The outlaws, despite Hugh’s severe gaze, refused to take the situation seriously. ‘I reckon you might need to be searched a bit more thoroughly,’ said one broad-shouldered ruffian to Cat. ‘Plenty of places you might have hid that jewel ain’t been properly investigated yet. I’d better take a look.’ Cat waggled her behind and giggled: ‘No extra charge to you, my big beauty!’

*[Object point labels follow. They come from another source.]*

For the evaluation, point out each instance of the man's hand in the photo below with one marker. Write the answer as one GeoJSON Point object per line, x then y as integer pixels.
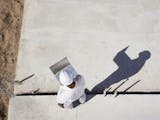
{"type": "Point", "coordinates": [61, 105]}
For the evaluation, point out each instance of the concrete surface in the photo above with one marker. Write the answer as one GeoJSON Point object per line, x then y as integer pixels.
{"type": "Point", "coordinates": [123, 107]}
{"type": "Point", "coordinates": [89, 33]}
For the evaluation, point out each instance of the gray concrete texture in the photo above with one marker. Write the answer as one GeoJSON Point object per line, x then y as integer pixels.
{"type": "Point", "coordinates": [92, 35]}
{"type": "Point", "coordinates": [123, 107]}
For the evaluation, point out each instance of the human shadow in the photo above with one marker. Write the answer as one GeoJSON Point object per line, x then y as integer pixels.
{"type": "Point", "coordinates": [127, 67]}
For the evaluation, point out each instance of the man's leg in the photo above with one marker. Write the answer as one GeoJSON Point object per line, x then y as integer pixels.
{"type": "Point", "coordinates": [82, 99]}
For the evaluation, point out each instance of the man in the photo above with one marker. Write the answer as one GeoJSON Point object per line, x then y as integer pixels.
{"type": "Point", "coordinates": [71, 89]}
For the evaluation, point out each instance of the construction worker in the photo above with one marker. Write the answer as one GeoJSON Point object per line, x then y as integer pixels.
{"type": "Point", "coordinates": [71, 89]}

Thangbrand, hand clenched tightly on his sword, was striding about the hall, the embodiment of bottled fury. He kept glancing over at me. In a low voice, shaking with rage, he said: ‘Search their chests; and start with his.’ And he thrust out a finger directly at me. There was nothing in my chest, of course, except dirty clothes, as was soon proved. But Thangbrand continued to glare at me while the search was widened. The outlaws started hauling out the chests of their friends from against the wall of the hall where they were normally kept and pawing through their trinkets, keepsakes, smelly old hose and crusty drawers. No ruby was found. Instead, an infectious air of suppressed hilarity passed through the assembled men and women, with outlaws trying on each other’s clothing and cavorting around the hall to jeers and cheers. Then suddenly, Will Scarlet gave a great yell of triumph and everybody stopped and stared at him. Held above his head, glinting bloodily in the sunlight, was the great ruby.

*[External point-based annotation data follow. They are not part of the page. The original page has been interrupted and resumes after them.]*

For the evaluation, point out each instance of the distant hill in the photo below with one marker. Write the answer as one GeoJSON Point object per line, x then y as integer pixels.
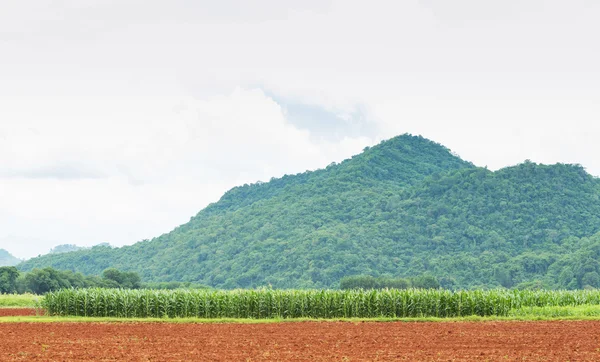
{"type": "Point", "coordinates": [405, 207]}
{"type": "Point", "coordinates": [65, 248]}
{"type": "Point", "coordinates": [6, 259]}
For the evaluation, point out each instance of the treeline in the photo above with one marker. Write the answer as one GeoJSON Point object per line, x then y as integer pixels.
{"type": "Point", "coordinates": [42, 281]}
{"type": "Point", "coordinates": [370, 282]}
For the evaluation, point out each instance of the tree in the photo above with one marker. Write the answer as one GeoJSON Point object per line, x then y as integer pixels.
{"type": "Point", "coordinates": [42, 281]}
{"type": "Point", "coordinates": [127, 280]}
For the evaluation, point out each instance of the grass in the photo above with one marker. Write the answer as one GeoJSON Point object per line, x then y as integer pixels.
{"type": "Point", "coordinates": [19, 300]}
{"type": "Point", "coordinates": [579, 313]}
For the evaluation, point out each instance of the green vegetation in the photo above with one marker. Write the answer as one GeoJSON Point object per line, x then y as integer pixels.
{"type": "Point", "coordinates": [7, 259]}
{"type": "Point", "coordinates": [19, 301]}
{"type": "Point", "coordinates": [41, 281]}
{"type": "Point", "coordinates": [327, 304]}
{"type": "Point", "coordinates": [65, 248]}
{"type": "Point", "coordinates": [404, 208]}
{"type": "Point", "coordinates": [369, 282]}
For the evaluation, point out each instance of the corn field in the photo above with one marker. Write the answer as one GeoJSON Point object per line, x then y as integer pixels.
{"type": "Point", "coordinates": [267, 303]}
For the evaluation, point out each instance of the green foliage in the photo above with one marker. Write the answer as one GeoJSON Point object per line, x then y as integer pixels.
{"type": "Point", "coordinates": [42, 281]}
{"type": "Point", "coordinates": [65, 248]}
{"type": "Point", "coordinates": [19, 301]}
{"type": "Point", "coordinates": [128, 280]}
{"type": "Point", "coordinates": [270, 303]}
{"type": "Point", "coordinates": [7, 259]}
{"type": "Point", "coordinates": [8, 280]}
{"type": "Point", "coordinates": [405, 207]}
{"type": "Point", "coordinates": [369, 282]}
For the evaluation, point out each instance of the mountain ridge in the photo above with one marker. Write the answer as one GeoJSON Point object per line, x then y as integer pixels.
{"type": "Point", "coordinates": [404, 207]}
{"type": "Point", "coordinates": [7, 259]}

‘Where did you find it, boy?’ asked Hugh. Will’s eyes opened wide. It was almost comical: he had belatedly realised what his find meant. He said nothing but he was staring straight at Guy, who was standing near the open door. ‘Where did you find it, boy?’ said Hugh once again, with iron in his voice. ‘In whose chest did you find it?’ Will was still staring at Guy and then with shaking hands he lifted his finger and pointed straight at him. Guy’s face went white. He said: ‘No, no . . .’ The hall was frozen in shock. Thangbrand’s son? How could Guy steal from his father? Thangbrand’s face was crimson with fury. In the silence, the rattling scrape of his sword being drawn. Then, blade in hand, Thangbrand stalked towards his grey-faced son. Guy was terrified: he lifted both hands out in front of him, fingers outstretched, as if to push away the silent accusation; to insist upon his innocence. But Thangbrand was still advancing, naked sword in his fist. Then, suddenly, Guy’s nerve snapped and he turned, quick as a rat, and dashed out through the open door of the hall and away into the sunshine.

Chapter Eight

After a long life, in which I have committed many sins, I look back on that moment in Thangbrand’s hall with mixed but powerful feelings. I did a terrible thing by hiding the ruby in Guy’s chest; and I fully meant to cause the harm that it did - breaking for ever the bond of love that had existed between Guy and his father Thangbrand. And Thangbrand, in his rough way, did love Guy. He loved him even after the discovery of the jewel in his chest. If Guy had not run, if he had kept his nerve and denied the theft and stood his ground, he might have been punished but Thangbrand would never have killed his own son.